Agora aos vinte e cinco anos sentia-se velho, cansado, inutilizado. Não havia produzido nada para si, toda sua vida fora ditada por projetos que não eram seus, não sabia suas predileções - comida, cor, time do coração - nada que dissesse respeito à construção da sua personalidade, que o fizesse sentir vivo, até mesmo o paletó que vestia naquele instante não tinha sido escolhido por ele – era o mais adequado, segundo a consultora de moda, para a reunião que teria naquela manhã – tirou o nó da gravata, jogou-a no tapete, velho e carcomido pelo tempo, que cobria o chão, seus tons de amarelo lhe deram a impressão de alegria e pela primeira vez sentiu que estava pensando por si e fazia um ato pela sua vida, com suas próprias mãos.

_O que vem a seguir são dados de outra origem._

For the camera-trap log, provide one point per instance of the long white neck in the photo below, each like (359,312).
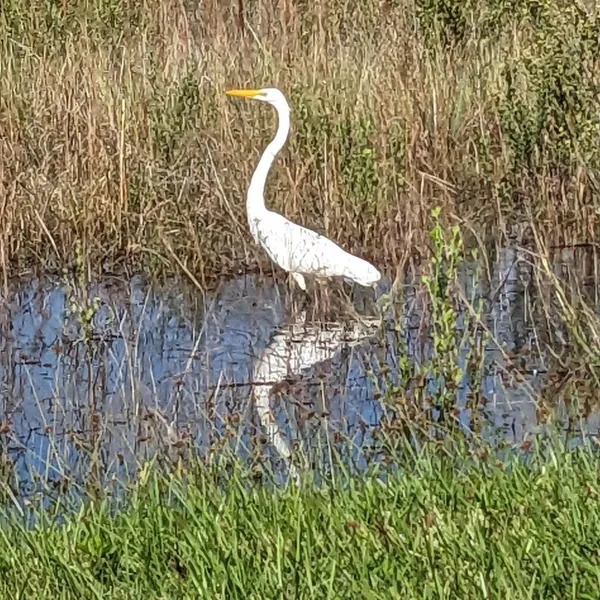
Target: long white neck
(255,203)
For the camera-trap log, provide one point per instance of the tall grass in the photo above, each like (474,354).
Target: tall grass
(116,138)
(442,528)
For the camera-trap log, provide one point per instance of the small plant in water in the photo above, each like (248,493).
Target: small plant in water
(80,303)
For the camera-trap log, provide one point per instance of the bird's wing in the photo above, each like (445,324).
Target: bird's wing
(298,249)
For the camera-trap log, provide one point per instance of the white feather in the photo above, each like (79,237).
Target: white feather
(296,249)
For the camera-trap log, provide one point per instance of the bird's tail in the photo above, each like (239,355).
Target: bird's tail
(361,271)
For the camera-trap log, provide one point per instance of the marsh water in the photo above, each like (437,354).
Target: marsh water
(163,370)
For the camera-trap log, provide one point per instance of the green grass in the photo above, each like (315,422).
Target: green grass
(440,530)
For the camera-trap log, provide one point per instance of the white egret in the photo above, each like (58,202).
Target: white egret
(295,249)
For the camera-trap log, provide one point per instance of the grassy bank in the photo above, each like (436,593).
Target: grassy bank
(118,146)
(439,530)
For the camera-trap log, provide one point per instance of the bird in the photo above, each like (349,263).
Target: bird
(296,249)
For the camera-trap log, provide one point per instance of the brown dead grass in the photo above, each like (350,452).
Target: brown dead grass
(119,149)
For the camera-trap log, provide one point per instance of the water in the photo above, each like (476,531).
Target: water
(169,369)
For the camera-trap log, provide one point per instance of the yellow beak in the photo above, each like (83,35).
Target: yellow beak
(244,93)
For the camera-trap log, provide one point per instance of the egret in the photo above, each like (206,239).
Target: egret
(296,249)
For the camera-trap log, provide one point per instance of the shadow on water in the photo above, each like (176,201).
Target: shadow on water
(166,372)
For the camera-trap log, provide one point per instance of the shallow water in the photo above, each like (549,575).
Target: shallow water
(166,369)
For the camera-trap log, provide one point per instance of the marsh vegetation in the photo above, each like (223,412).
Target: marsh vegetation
(451,451)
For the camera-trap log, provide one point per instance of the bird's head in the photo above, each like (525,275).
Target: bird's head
(271,95)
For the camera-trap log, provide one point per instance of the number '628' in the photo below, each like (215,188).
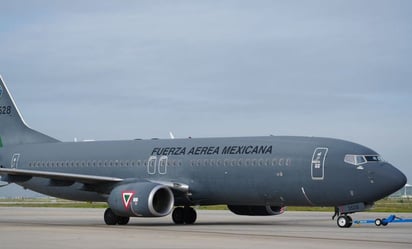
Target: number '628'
(5,109)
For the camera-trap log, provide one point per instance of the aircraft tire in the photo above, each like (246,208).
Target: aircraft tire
(190,215)
(122,220)
(178,216)
(110,218)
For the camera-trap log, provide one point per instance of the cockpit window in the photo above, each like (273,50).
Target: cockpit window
(361,159)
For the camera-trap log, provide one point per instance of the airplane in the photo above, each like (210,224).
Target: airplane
(254,176)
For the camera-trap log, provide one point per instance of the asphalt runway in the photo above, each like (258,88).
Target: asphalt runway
(84,228)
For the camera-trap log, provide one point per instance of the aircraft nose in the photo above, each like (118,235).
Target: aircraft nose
(395,179)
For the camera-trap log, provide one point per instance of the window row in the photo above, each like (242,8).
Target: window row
(169,162)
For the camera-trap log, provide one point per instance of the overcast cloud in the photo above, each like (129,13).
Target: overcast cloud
(126,69)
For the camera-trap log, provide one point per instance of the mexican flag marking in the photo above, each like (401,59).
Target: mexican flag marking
(127,197)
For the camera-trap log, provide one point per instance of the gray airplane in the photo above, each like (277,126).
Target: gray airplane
(153,178)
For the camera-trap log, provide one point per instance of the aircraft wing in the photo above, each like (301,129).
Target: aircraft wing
(16,175)
(87,179)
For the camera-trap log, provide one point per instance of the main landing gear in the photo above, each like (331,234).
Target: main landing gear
(344,221)
(184,215)
(112,219)
(180,215)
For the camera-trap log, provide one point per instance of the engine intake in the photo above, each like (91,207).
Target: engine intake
(141,199)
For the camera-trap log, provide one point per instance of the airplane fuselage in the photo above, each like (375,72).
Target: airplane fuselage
(270,170)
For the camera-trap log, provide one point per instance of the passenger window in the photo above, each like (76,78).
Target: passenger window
(360,160)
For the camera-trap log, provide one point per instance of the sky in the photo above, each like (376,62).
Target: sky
(109,70)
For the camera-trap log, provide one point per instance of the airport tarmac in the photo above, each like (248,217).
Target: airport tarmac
(61,228)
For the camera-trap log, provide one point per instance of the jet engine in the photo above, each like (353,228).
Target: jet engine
(141,199)
(256,210)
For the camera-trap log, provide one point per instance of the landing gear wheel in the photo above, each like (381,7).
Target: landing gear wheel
(178,216)
(110,218)
(186,215)
(190,215)
(344,221)
(122,220)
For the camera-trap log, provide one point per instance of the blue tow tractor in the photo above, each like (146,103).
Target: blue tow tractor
(384,221)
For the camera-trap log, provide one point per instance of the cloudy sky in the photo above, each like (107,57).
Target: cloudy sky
(138,69)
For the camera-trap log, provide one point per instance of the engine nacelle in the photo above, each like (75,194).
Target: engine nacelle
(256,210)
(141,199)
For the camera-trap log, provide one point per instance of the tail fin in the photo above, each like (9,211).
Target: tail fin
(13,129)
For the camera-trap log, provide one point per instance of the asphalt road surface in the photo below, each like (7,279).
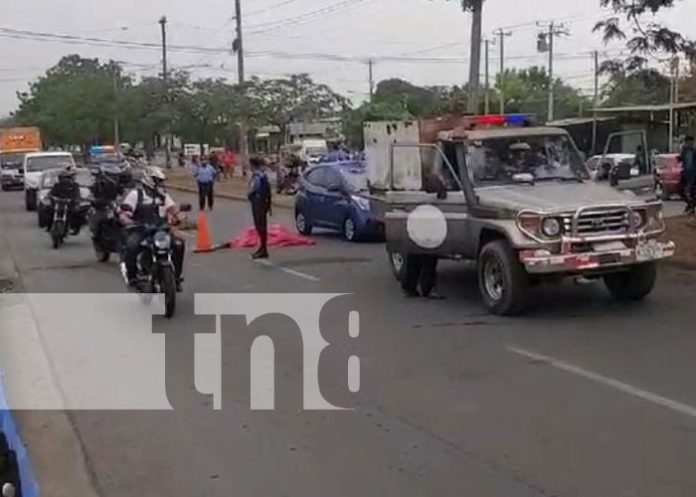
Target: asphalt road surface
(582,397)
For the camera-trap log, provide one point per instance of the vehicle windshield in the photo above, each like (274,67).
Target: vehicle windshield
(11,161)
(355,179)
(38,164)
(50,178)
(107,158)
(539,158)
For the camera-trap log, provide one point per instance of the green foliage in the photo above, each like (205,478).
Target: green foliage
(642,87)
(648,36)
(526,91)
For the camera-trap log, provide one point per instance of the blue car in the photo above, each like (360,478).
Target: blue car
(334,196)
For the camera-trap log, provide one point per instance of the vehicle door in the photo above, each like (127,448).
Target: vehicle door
(315,195)
(337,204)
(638,175)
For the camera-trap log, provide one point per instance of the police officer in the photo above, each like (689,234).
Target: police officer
(260,198)
(144,205)
(66,188)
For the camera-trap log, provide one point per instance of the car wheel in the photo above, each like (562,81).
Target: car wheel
(302,224)
(634,284)
(503,282)
(397,261)
(350,231)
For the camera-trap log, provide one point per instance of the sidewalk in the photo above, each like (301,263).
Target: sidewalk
(231,188)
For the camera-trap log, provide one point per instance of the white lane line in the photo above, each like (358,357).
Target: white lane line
(605,380)
(299,274)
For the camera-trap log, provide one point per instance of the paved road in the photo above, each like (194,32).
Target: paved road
(583,397)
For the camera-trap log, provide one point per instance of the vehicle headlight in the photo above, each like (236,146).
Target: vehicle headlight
(638,219)
(162,240)
(551,227)
(361,202)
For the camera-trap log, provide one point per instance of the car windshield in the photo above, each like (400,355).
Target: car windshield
(539,158)
(11,161)
(355,179)
(107,158)
(50,178)
(38,164)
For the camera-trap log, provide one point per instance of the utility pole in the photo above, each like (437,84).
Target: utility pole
(502,34)
(595,103)
(117,131)
(238,47)
(165,79)
(673,95)
(370,65)
(487,43)
(547,44)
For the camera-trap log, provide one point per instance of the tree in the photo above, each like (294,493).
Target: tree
(297,98)
(642,87)
(74,102)
(649,37)
(526,91)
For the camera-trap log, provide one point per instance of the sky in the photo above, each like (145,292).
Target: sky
(279,33)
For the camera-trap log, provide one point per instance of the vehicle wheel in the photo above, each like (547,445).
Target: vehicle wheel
(302,224)
(398,264)
(502,279)
(57,234)
(168,285)
(102,255)
(634,284)
(350,231)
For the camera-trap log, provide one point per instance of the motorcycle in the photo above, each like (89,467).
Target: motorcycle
(156,273)
(59,227)
(106,230)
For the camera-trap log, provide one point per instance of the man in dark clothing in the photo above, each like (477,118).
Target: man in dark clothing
(260,199)
(687,157)
(66,188)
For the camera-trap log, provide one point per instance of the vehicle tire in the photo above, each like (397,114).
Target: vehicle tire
(350,231)
(634,284)
(168,286)
(302,224)
(503,282)
(57,231)
(102,254)
(397,262)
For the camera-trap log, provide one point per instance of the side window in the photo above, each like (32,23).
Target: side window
(316,176)
(332,178)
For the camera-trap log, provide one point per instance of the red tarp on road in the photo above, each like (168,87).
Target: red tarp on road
(278,236)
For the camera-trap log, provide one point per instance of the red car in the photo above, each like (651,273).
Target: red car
(667,175)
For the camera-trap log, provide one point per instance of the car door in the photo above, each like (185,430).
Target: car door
(315,190)
(337,204)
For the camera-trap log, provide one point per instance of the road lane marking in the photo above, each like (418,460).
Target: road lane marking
(607,381)
(287,270)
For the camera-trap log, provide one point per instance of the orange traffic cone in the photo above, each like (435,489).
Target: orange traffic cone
(203,240)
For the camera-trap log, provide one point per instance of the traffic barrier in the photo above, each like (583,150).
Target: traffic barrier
(15,467)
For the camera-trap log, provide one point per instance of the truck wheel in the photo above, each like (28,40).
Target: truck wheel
(503,281)
(398,264)
(634,284)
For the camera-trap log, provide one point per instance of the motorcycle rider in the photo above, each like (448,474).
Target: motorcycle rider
(145,205)
(66,188)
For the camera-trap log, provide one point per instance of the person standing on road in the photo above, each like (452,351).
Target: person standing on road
(260,198)
(687,157)
(205,175)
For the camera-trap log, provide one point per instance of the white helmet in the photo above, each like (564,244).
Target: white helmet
(156,173)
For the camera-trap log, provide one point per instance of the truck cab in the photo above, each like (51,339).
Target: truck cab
(515,198)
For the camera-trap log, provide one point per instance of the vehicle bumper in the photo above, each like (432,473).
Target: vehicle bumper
(8,182)
(543,262)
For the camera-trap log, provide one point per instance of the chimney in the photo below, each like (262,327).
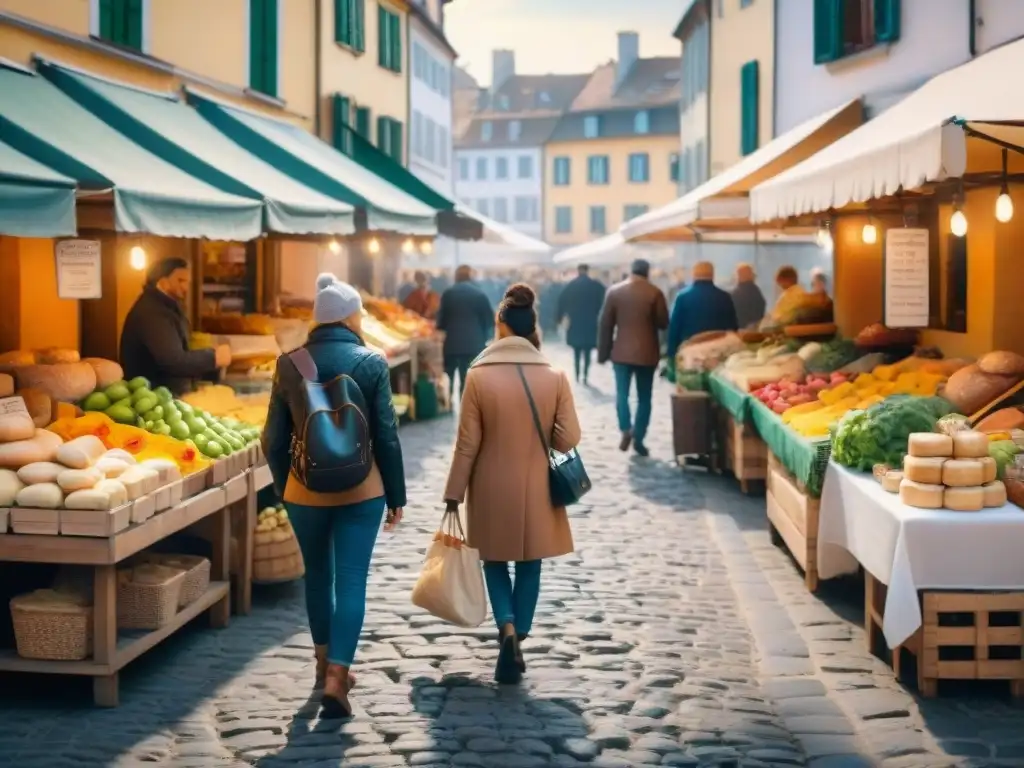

Olhou para uma cafeteira que estava em cima da pequena geladeira e se sentiu como ela, sem vontades, sem saber a que veio ao mundo e sequer o que fazia nele, os dois só sabiam para que serviam: para gerar algum prazer a alguém. Alguém que pouco se importa se o serviço o queimava por dentro, se precisava de uma limpeza ou de um descanso. Naquele, fétido e barato, quartinho de beira de estrada descobriu de onde vinha a tristeza, não estava em falta com o mundo, estava em falta consigo e decidiu naquele instante que podia ser, dali por diante, diferente de uma máquina, diferente da cafeteira, diferente dos homens que o tinham feito igual a eles, ele poderia ser gente, sentir, amar, escolher o que queria - até mesmo no ato da não escolha – chamou o cozinheiro que o serviu um rústico café da manhã e elegeu ovos com salsicha seu prato predileto do dia, porque agora ele poderia mudar quando quisesse.